Cruz, 24, wearing a striped sweater and large glasses, stared down expressionless at the defense table as the verdict was read Thursday while the parents of several slain children shook their heads in disbelief.
The jury deliberated for a full day on Wednesday and briefly on Thursday before deciding that Cruz should receive life in prison with no chance of parole for the February 2018 murders of 14 students and three staff members at Marjory Stoneman Douglas High School in Parkland, Florida.
A death penalty recommendation needed to be unanimous and one or more of the 12 jurors found it was not justified because of mitigating circumstances.
"I could not be more disappointed in what happened today," Fred Guttenberg, whose 14-year-old daughter Jaime died in the Valentine's Day attack, said.
"I'm stunned.

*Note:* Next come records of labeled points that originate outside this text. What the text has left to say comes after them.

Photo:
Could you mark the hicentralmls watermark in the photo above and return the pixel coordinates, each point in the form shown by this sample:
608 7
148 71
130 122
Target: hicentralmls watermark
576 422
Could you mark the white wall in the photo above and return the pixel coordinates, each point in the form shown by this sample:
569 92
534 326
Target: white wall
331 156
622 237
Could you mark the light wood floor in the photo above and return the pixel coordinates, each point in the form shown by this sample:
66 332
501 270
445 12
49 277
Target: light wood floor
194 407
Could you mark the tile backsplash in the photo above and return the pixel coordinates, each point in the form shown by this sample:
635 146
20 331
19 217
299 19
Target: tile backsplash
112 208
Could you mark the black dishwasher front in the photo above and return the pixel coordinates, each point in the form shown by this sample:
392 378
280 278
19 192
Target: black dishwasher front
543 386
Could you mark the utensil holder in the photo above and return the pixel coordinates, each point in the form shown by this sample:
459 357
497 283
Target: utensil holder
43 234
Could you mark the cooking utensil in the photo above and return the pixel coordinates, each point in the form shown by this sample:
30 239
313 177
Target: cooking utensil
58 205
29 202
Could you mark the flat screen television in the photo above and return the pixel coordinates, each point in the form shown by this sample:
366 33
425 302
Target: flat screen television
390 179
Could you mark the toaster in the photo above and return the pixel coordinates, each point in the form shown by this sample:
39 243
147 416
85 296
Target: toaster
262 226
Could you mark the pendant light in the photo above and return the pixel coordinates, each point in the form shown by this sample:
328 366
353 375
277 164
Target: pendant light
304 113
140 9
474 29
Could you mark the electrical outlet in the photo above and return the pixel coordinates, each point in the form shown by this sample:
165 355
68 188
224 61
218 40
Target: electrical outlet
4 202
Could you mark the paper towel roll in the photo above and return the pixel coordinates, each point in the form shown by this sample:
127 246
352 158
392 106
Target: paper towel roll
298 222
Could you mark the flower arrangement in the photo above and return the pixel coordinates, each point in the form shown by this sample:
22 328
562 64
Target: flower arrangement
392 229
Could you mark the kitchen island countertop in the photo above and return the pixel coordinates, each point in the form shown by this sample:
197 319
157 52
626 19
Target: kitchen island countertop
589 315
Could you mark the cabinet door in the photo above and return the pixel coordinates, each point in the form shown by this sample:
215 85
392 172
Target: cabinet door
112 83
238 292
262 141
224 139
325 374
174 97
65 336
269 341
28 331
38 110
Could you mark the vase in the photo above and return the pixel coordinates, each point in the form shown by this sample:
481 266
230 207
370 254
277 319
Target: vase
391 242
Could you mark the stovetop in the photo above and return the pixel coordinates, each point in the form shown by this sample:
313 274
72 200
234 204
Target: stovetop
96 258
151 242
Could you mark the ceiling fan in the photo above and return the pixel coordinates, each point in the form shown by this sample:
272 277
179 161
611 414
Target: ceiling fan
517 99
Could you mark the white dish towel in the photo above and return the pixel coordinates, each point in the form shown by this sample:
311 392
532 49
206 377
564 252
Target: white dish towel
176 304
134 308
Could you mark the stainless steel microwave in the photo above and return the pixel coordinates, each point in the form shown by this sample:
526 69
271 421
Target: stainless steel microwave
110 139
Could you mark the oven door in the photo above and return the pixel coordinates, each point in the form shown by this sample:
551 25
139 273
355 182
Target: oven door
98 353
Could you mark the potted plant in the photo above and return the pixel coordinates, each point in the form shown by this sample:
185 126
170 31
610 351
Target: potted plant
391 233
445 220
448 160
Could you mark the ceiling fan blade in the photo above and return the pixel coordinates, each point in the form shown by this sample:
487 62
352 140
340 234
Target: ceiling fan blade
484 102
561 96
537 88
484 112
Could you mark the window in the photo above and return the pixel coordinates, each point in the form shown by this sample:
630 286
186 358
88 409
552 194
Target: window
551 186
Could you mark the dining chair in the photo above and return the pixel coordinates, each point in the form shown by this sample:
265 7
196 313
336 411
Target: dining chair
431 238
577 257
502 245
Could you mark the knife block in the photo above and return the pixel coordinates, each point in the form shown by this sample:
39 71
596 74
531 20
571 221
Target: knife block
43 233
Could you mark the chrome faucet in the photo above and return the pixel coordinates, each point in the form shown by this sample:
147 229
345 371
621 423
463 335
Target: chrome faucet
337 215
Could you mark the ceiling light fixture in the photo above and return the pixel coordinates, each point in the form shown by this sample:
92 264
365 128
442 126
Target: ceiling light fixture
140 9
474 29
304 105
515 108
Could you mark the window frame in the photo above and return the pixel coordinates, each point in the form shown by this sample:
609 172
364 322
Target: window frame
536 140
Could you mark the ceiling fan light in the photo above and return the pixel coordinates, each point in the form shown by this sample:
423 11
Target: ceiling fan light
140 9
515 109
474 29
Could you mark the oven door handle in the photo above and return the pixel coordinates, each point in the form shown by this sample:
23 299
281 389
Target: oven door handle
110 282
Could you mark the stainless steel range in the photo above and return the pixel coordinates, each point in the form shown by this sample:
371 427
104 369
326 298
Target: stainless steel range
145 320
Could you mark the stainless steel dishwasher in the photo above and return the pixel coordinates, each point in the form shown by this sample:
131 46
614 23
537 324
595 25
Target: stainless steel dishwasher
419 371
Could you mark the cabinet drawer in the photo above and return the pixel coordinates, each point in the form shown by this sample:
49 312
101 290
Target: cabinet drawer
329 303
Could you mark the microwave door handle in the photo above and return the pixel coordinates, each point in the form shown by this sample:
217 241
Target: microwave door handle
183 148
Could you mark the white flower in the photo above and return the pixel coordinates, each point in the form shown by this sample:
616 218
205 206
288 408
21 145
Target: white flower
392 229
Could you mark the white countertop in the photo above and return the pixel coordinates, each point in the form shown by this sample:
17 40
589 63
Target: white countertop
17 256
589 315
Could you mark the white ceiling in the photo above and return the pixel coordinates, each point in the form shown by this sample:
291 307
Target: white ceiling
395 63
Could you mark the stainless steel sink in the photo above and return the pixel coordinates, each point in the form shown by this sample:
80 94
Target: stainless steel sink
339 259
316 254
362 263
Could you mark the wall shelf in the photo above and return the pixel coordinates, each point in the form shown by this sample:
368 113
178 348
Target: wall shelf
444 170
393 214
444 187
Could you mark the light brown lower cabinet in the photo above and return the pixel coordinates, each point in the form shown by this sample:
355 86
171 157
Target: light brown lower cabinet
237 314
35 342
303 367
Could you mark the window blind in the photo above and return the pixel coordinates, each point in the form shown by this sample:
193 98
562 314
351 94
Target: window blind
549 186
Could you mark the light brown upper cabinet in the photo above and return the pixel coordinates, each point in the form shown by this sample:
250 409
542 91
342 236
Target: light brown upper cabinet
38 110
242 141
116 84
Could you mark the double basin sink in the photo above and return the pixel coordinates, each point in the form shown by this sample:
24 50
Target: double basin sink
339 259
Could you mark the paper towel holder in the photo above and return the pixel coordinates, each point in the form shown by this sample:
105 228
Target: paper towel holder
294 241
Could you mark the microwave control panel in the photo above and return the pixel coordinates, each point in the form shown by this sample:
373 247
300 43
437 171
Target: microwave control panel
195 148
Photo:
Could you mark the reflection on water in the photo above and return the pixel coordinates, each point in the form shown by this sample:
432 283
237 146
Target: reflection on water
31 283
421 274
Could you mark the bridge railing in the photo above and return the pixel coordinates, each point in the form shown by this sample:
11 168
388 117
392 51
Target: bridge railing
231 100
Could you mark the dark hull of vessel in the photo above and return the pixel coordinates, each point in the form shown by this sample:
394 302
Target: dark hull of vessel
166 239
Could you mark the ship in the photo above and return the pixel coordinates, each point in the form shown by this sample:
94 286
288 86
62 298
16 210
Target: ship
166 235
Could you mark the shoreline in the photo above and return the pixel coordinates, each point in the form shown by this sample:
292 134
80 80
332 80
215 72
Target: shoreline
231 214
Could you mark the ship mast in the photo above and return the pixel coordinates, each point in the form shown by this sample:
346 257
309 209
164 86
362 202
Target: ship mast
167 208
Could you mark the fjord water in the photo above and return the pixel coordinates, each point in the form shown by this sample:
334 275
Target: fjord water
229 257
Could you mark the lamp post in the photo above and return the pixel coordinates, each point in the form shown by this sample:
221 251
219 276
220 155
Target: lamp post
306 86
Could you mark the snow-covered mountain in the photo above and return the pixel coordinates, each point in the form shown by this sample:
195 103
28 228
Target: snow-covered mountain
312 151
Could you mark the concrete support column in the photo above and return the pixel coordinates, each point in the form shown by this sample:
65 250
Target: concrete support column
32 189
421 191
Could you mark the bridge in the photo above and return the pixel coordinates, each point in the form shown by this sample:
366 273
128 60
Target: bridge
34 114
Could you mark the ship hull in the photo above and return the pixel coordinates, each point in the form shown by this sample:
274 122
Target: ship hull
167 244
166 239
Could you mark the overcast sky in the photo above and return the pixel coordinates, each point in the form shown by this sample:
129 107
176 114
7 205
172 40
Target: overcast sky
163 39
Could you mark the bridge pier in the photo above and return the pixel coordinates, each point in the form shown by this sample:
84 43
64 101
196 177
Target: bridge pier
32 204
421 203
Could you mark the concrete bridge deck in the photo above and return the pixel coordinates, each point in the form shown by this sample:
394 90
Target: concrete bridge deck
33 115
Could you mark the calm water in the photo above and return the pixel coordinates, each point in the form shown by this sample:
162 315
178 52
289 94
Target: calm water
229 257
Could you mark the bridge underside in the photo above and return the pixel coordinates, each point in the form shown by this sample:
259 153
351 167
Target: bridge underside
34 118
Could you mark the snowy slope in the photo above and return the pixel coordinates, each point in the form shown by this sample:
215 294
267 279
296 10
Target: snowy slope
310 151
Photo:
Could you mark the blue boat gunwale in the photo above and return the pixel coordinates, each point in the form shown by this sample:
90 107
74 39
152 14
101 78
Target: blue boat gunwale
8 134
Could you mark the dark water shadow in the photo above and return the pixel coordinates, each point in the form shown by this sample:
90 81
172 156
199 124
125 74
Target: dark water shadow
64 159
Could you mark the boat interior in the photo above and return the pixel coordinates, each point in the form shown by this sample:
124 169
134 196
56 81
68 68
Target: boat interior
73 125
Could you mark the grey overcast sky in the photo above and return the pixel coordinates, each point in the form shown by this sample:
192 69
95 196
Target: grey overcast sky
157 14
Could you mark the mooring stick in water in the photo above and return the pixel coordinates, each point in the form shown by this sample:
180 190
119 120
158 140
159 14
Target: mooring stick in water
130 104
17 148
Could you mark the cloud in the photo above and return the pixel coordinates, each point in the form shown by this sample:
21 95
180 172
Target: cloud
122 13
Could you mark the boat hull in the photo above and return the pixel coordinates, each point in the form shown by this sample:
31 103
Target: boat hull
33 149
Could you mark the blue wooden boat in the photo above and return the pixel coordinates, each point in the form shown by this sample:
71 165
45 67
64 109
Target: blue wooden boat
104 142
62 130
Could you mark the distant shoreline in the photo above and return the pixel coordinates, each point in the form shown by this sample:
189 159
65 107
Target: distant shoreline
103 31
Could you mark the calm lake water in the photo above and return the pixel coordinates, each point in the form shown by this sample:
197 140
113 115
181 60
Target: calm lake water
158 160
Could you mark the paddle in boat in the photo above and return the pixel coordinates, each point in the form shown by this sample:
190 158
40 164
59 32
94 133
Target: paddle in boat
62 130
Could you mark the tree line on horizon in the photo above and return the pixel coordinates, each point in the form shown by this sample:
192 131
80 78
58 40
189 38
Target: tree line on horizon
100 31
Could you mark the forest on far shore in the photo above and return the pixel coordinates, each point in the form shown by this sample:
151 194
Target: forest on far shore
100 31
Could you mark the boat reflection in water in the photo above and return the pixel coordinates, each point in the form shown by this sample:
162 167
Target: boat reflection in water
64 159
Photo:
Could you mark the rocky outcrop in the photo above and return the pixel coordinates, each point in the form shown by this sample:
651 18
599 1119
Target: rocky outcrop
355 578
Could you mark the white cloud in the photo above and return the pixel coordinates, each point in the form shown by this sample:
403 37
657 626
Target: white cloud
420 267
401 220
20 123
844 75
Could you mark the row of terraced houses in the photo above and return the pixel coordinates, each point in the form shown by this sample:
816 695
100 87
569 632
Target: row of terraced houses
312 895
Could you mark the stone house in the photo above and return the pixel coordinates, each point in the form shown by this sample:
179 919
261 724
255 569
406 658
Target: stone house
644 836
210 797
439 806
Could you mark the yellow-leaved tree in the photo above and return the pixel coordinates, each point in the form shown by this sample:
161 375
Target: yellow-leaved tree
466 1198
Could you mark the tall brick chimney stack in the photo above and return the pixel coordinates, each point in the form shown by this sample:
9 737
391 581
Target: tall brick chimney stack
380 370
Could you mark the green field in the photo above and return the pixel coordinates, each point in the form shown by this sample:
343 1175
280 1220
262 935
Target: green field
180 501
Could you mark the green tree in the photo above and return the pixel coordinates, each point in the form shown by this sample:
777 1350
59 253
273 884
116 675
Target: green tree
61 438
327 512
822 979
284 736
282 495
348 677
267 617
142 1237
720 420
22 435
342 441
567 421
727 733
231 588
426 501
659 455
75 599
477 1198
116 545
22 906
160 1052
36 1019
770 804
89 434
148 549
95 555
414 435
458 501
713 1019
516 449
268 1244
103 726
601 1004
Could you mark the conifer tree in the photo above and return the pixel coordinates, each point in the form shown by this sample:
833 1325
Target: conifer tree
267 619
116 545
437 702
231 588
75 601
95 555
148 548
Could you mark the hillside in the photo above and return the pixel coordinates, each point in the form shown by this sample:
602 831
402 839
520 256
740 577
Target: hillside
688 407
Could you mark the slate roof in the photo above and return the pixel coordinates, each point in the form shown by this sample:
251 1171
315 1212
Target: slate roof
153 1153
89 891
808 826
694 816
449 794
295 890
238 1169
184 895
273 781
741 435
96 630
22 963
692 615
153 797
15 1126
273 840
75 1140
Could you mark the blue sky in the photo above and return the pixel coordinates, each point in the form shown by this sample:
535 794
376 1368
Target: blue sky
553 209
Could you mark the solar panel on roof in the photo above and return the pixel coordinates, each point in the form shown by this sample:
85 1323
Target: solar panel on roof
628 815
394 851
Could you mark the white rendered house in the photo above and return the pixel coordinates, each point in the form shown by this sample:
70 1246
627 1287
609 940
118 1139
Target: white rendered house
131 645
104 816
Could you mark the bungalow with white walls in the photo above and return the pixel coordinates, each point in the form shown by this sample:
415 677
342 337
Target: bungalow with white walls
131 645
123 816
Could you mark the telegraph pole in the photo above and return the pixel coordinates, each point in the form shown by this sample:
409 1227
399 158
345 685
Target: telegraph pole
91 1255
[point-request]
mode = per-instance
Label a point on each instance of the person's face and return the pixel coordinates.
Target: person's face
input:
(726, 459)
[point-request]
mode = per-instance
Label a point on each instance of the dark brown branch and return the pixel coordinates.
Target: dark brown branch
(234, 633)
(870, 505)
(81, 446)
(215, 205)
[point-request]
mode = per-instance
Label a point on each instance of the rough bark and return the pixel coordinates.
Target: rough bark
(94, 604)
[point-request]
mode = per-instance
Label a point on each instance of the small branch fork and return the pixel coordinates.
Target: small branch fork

I'm devastated," Guttenberg said. "There are 17 victims that did not receive justice today. This jury failed our families."
Lead prosecutor Michael Satz said Cruz, who pleaded guilty to the murders last year, carried out a "systematic massacre" and the appropriate penalty was death.
'Brain-damaged, mentally-ill'
Melisa McNeill, a lawyer for Cruz, urged the jurors to show compassion.
McNeill said Cruz was a troubled young man born with fetal alcohol stress disorder to a mother who struggled with homelessness, alcoholism and drug addiction before putting him up for adoption.
"He was doomed from the womb and in a civilized, humane society, do we kill brain-damaged, mentally ill, broken people?" McNeill asked in her closing statement. "Do we? I hope not."
Tony Montalto, whose 14-year-old daughter Gina was killed, said Cruz should not have been spared the death penalty just because he "had a tough time growing up."